Agak dramatis? Iya. Tapi pria ini percaya pada keputusannya sendiri karena dia mendapatkannya. Dia berada di parit, bikin keputusan sulit, dan berbagi konsekuensinya. Talent pool-anya gila — Guo Jia, Xun Yu, Xiahou Dun, Zhang Liao — karena orang capable ingin bekerja untuk seseorang yang di arena, bukan yang nonton dari balkon.
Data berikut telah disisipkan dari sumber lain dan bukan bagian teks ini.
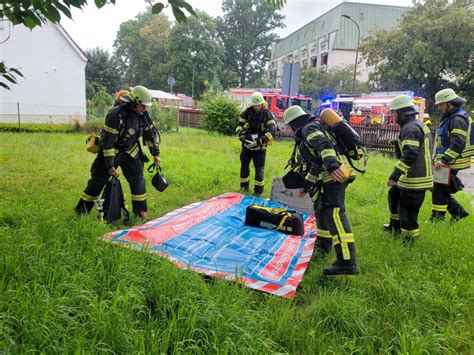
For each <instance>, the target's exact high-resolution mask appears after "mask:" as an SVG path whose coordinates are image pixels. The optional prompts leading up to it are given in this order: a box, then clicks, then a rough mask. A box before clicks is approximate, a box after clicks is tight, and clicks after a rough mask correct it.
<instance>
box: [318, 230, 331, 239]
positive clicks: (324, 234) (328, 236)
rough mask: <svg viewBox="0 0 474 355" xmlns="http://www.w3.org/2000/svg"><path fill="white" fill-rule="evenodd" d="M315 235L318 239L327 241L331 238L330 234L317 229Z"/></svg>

Apa dia sombong? Jelas. Tapi kesombongan yang dibarengi kehadiran selalu mengalahkan kerendahan hati yang dibarengi ketidakhadiran. Wei-nya Cao Cao menjadi kerajaan terkuat — bukan karena dia yang paling baik, tapi karena dia memikul beban bersama anak buahnya.
Cao Cao membuktikan loe nggak perlu hangat untuk hadir. Loe cuma perlu benar-benar ada.
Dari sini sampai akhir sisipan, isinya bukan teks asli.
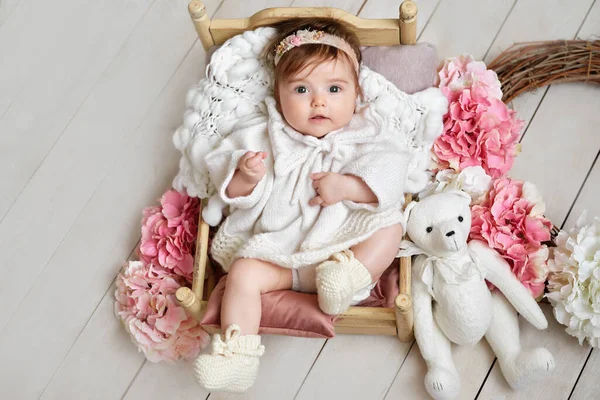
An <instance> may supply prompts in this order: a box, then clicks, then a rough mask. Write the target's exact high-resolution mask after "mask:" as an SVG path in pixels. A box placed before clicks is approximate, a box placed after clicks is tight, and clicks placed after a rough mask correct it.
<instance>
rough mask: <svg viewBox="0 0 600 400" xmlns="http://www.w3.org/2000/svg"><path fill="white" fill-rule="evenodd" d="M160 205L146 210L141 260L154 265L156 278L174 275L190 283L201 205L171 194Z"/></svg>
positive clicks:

Artinya Buat Tim Loe (Iya, Tim Loe)
Loe nggak perlu jadi kaisar untuk menjadi Liu Shan. Loe bisa jadi manajer yang pasang target triwulan lalu menghilang ke dalam rapat. Pendiri yang mengumumkan “target ambisius” lalu mendelegasikan setiap percakapan yang tidak nyaman. Team lead yang ambil kredit atas ide tapi lenyap saat eksekusi.
Pertanyaannya bukan apa loe punya ambisi. Pertanyaannya: apa loe tetap di ruangan saat tim mewujudkannya?
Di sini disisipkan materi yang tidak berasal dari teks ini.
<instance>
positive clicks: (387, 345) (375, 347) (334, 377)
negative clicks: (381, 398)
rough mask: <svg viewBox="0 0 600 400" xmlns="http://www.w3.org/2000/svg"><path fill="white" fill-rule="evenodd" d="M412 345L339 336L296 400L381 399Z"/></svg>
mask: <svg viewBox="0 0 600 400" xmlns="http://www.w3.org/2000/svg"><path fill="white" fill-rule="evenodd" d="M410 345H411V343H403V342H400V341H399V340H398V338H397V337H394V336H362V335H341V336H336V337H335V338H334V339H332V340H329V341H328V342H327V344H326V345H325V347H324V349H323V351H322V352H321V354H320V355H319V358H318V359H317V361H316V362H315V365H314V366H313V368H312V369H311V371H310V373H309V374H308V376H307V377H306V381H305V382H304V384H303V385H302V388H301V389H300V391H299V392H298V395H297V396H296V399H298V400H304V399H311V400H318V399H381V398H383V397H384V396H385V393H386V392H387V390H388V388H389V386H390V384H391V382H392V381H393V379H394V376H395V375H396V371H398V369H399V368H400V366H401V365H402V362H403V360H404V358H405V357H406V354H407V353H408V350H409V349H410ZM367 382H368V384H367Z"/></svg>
Kalau loe pasang visi lalu pergi, loe belum memimpin. Loe cuma baru kasih pidato.
Vonis Akhir
Inilah yang membuat cerita Liu Shan nempel, 1.800 tahun kemudian:
Seorang strategist brilian, setia, sekali dalam seribu tahun, bekerja sampai mati melayani raja yang tidak bisa repot-repot membaca laporan. Bukan karena dia sial. Tapi karena orang di atasnya memilih hiburan di atas kewajiban, setiap hari, selama empat puluh tahun.
Zhuge Liang pantas mendapatkan raja. Sebaliknya, dia dapat penghobi.
Beban tidak hilang saat pemimpin menghilang. Beban itu mendarat di tempat lain. Dan seseorang memikulnya sampai mereka hancur.
Jangan jadi raja yang membuat Zhuge Liang mati di meja kerja.
Hadirlah. Bagilah beban. Atau minggir — karena orang-orang di bawah loe sudah cukup banyak memikul.